Grucci: Not knocked out yet. He still has some debt to pay off. He has also gotten money from the American Hospitals Assoc., as well as the American Physicians PAC (which is pretty RED in its allocations). He has also gotten money from the Right to Work PAC, which looks like the GOP equivalent of the America Works PAC. In addition, he has gotten donations from LI Cabinet Making companies, Building companies, and Realtors. Grucci also has some of his own fireworks company money.
Manger: He has taken out a small loan, which he can easily repay. As far as I can tell, he had no stated profession prior to becoming trustee of Southampton (a nice beach community) in 1997. Some of the family members are NYC Physicians, but most appear to be coupon cutters. Newsday refers to Manger as a "blue-blood East End Socialite"; that's Socialite, not Socialist. I thought he had a small business, but that's because I made the dumb assumption that people need a job or a business to have money.
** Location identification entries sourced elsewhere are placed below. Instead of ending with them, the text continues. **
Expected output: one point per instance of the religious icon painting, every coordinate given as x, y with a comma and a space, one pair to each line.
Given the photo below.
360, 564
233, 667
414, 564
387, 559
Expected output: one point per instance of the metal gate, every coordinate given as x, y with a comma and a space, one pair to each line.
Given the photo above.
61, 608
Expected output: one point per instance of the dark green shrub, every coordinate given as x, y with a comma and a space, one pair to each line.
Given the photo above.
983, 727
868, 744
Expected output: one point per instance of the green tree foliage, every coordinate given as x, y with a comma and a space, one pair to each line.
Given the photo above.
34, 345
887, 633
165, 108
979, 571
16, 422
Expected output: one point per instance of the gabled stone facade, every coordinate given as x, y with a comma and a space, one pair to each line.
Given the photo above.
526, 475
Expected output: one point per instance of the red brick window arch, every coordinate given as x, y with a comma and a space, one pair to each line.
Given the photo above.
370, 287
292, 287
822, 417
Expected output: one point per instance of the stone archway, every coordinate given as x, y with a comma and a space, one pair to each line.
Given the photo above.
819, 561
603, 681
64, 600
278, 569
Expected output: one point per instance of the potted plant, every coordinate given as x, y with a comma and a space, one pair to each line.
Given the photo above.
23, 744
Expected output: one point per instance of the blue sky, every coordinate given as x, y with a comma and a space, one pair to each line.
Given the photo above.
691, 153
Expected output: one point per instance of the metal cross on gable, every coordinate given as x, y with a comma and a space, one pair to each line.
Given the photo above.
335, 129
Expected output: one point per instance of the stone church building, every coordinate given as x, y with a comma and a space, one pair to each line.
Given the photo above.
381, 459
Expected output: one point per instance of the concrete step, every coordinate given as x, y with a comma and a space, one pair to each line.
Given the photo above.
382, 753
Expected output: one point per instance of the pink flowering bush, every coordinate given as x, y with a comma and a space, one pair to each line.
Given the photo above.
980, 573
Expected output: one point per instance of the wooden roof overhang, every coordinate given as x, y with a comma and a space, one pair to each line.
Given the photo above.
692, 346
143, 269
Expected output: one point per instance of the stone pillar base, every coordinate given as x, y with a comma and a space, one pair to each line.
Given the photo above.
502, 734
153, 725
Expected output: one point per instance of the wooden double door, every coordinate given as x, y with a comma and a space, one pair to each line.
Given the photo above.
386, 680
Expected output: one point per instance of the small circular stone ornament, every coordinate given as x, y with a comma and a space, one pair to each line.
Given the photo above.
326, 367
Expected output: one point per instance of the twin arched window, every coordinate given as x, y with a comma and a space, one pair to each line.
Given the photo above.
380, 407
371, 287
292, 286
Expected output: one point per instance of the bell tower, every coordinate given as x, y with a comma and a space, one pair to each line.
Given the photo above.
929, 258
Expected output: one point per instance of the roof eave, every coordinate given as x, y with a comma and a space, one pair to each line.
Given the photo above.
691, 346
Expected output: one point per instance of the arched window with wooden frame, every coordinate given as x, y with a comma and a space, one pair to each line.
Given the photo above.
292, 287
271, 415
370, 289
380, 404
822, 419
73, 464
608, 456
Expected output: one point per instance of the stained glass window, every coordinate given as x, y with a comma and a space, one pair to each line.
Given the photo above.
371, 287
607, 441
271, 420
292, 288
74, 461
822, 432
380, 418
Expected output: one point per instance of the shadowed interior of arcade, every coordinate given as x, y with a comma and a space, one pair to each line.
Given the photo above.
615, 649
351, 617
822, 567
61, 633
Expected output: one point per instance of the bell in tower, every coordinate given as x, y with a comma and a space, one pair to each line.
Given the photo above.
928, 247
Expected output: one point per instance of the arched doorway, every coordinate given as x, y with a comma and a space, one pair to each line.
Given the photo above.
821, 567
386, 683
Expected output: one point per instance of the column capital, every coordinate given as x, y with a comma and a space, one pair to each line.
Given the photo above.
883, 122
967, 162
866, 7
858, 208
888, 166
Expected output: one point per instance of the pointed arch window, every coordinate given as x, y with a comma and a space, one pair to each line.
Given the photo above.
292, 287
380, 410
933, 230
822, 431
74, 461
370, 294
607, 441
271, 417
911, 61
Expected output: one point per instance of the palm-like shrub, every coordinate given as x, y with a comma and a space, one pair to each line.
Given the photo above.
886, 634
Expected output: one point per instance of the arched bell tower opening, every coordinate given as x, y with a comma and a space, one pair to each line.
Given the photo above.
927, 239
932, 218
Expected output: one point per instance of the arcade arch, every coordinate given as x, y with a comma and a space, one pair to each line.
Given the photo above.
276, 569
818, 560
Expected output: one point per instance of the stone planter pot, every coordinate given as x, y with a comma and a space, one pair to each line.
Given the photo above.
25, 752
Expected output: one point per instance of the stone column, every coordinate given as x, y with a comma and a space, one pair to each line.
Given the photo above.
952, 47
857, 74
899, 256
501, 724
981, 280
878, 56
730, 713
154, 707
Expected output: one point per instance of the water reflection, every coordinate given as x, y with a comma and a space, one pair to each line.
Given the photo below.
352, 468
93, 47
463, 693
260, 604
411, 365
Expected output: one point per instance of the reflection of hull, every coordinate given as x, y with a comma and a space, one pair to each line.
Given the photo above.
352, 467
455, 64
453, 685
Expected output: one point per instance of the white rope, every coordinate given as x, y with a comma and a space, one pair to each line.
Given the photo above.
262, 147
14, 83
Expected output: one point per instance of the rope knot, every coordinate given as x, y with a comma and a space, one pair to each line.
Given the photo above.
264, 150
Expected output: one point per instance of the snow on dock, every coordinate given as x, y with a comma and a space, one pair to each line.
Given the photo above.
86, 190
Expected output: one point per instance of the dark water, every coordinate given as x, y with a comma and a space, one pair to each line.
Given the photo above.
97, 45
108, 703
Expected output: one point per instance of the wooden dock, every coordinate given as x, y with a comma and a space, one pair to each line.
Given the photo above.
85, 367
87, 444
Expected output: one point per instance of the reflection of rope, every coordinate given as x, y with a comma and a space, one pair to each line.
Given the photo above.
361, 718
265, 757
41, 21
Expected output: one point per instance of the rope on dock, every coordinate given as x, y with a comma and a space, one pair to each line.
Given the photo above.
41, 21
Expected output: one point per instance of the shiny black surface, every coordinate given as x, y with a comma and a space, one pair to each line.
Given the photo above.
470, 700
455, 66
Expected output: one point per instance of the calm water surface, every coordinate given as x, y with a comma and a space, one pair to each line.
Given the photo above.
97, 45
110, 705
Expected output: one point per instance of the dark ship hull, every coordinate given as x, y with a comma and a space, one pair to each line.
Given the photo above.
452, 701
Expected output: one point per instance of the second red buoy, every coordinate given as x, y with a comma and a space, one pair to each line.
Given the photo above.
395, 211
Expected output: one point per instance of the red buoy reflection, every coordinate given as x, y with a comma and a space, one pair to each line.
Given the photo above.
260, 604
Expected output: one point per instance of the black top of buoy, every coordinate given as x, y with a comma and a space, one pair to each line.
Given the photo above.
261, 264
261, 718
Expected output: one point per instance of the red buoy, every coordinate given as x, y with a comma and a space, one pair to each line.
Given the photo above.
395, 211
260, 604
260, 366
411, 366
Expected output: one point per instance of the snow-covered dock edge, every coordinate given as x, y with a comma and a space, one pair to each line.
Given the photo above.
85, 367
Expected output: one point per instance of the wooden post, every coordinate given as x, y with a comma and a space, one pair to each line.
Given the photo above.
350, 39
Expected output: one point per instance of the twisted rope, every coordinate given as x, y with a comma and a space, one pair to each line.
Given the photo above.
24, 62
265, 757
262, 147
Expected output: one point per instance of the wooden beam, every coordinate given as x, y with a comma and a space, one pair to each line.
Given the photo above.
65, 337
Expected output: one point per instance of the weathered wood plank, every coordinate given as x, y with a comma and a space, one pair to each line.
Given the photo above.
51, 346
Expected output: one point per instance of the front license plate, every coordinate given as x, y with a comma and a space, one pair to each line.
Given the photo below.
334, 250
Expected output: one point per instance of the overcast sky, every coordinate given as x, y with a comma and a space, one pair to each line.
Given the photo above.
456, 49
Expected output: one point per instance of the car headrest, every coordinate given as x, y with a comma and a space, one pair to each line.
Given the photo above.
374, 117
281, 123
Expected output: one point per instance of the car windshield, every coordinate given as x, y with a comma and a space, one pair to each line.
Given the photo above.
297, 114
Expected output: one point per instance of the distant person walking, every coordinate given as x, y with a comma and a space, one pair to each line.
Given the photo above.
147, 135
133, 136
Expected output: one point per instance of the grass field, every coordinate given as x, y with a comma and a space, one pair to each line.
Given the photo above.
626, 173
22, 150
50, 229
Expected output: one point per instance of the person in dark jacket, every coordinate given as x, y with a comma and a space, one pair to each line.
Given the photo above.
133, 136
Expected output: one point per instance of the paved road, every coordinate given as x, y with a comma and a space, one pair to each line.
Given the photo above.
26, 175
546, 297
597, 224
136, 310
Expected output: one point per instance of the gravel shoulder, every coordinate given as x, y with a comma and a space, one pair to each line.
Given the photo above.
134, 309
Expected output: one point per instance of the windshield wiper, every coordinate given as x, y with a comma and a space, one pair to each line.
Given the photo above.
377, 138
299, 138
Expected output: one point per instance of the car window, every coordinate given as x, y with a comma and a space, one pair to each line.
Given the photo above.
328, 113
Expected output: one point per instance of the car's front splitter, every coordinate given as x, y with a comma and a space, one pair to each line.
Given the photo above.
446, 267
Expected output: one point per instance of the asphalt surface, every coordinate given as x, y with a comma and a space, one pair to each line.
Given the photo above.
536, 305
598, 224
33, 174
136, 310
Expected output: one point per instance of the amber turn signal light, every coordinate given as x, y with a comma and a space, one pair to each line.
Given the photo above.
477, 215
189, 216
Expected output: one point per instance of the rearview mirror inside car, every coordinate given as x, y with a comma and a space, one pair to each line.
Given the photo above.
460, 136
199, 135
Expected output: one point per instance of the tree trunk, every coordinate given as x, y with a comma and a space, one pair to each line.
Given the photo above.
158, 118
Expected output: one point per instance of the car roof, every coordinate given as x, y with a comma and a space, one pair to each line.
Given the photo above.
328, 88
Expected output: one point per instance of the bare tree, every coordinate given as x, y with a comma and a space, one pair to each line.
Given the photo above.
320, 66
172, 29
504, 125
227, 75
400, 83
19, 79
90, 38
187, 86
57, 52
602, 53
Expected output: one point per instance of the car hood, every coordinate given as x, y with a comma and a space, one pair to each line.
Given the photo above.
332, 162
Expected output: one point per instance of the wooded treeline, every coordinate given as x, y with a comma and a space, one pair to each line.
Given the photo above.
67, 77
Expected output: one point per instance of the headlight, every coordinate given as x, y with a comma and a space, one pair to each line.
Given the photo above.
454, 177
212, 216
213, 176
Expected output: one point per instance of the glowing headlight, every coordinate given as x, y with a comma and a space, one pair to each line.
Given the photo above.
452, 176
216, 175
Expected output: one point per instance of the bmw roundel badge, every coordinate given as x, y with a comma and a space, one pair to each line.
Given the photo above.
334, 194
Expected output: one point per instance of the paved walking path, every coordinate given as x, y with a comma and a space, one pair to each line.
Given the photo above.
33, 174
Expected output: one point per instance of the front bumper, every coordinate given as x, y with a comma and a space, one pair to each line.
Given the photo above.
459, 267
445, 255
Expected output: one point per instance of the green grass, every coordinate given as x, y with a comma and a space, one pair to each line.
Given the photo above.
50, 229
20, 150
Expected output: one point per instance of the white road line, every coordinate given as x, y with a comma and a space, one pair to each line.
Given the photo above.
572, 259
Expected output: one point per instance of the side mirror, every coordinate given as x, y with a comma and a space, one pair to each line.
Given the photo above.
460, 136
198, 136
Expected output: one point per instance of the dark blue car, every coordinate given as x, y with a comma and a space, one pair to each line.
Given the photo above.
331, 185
He served at the Bush DOT as a senior policy adviser (on what, I couldn't determine). He geared up for Congress almost right after he left DOT. One can only wonder whether he would have opposed the "anti-mass transit" gas tax allocation, since he worked for the department that devised the policy proposal. Almost all of his money to date seems to come from his socialite connections ... a lot of interior designers, housewives, museum trustees, ad execs, magazine editors, financiers, private investors, self-employed (with no further job description) ... and so on.
He has also begun to receive money from the Rough Riders PAC, which is VERY red in its allocations. Bush 2004, Saxby Chambliss, Grucci two years ago, Sununu, GOP majority fund. Further research on the Rough Riders PAC shows that it is funded mainly by two groups ... Financial Company employees and News Corporation executives (Fox News, y'all). That's a rough ride, all right. Teddy Roosevelt is breaking the light barrier in his grave.
The GOP also has cash in reserve when Manger gets the nomination. If Grucci stays put, and Michael Caracciolo (another conservative Republican) stays out (he hasn't raised any cash), that's going to happen.
Manger says Bishop is too liberal. Maybe he doesn't think we should be so hard on stoning.
Can you help us out today? Then William Manger can take his SUV-subsidizing, Cosmopolitan-drinking, charity-ball fronting, Bush-administration defending, mass-transit hating, coupon-cutting, blue-blooded socialite freak show back to Southampton, where it BELONGS.